Desse modo, o ser humano tece a si mesmo articulando os antagônicos:
razão/emoção, unidade/diversidade, subjetividade/objetividade, ser/saber,
egocentrismo/altruismo. Oscila de um polo a outro conforme as circunstâncias
internas e externas. É a dança dos binários.
Os novos conceitos aqui delineados muito brevemente, estão implícitos
nos Métodos Interativos. Ainda que nas suas aplicações manifesta-se o
fenômeno do reducionismo.
Na prática, as teorias são interpretadas por sujeitos que trazem suas
próprias convicções e estão imersos no mundo da vida, da sobrevivência,
adequando-se ao sistema. A falta de preparo adequado dos professores, faz
com que se aplique a lógica clássica de oposição e não-articulação (que
comanda inconscientemente o raciocínio.

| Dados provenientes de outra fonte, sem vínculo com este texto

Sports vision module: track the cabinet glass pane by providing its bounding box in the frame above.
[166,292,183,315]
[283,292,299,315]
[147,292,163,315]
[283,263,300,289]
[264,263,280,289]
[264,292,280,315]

Fenômeno esse conhecido como
princípio oculto), dicotomizando os pares binários, isto é, ao dicotomizar teoria
e prática (ou teoria e método) desfigura a teoria que fundamenta a prática,
anulando as transformações preconizadas pelas teorias e a educação continua
igual, integrando somente algumas inovações pontuais, sem que se atinja o
sistema como todo.
Conclusões
Assim como todo conhecimento é reconstrução do conhecimento, o
resgate dos Métodos Interativos da história da educação nos oferece
elementos para a construção metodológica de como se educar segundo os
conceitos da teoria da Complexidade e Transdisciplinaridade.
O importante nesse afazer é estar atento quanto ao nosso próprio
instrumental de raciocínio, pois as sinapses neuronais estão automatizadas na
lógica clássica de identidade e não-contradição. Lidar com a educação
transdisciplinar significa construir novas sinapses neuronais. É distinguir a
formação disciplinar, vida já determinada, certeza de todos os dias,
comodidade dos horários fixos de aulas e mergulhar no incerto, na utopia, na
possibilidade, ampliando o horizonte em busca da totalidade perdida. E então,
um novo panorama se descortinará aos que ousam.